The group, which sells technology and related services to both the public and private sectors, achieved record sales and profits last year as major companies poured huge sums into their IT systems.
London-based Computacenter saw its annual turnover increase by 7 percent to £6.9 billion, while total revenue increased by 11.3 percent to more than £10 billion
At the helm: Computacenter CEO Mike Norris
Adjusted operating profit rose 0.9 percent to £271.5 million on a reported basis and 0.6 percent at constant exchange rates. This largely reflects the impact of inflation and “incremental investments in strategic initiatives,” the group said.
Computacenter shares fell 6.8 percent or 200.02p to 2,741.98p on Wednesday, after rising more than 38 percent in the past year.
Analysts at UBS said the decline reflected “disappointment” with sales, which were 6 percent below market consensus, and a “particularly weak UK performance” in the second half of the year.
The group’s net cash holdings were £459m, up 88 per cent on the previous year, reflecting a reduction in computer inventory used to manage supply chain disruptions post-Covid.
The company’s board said this war chest gives it “significant options” and that it was evaluating “a number of capital allocation options,” including potential merger and acquisition activity and “the return of excess capital to shareholders.”

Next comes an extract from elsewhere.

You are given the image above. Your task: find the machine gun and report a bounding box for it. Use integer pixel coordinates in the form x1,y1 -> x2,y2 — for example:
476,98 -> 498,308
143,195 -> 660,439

Despite a “continued uncertain macroeconomic backdrop”, the group said it was well positioned to maintain a competitive advantage over rivals and gain further market share.
Mike Norris, the group’s CEO, added: ‘We delivered our nineteenth consecutive year of adjusted earnings per share growth, outperforming our markets in 2023 as our major customers continued to invest heavily in new technology.
‘We have effectively dealt with an uncertain macroeconomic backdrop and inflationary pressures, significantly reducing our inventories, resulting in a record net cash position. As planned, we have increased our investments in strategic initiatives to support our competitiveness and future growth.
“Overall, we expect 2024 to be another year of progress, with growth concentrated in the second half as we continue to invest in future growth. Looking further ahead, the combination of the strength of our integrated Technology Sourcing and Services model and our geographic diversity gives us continued confidence in our long-term growth prospects.”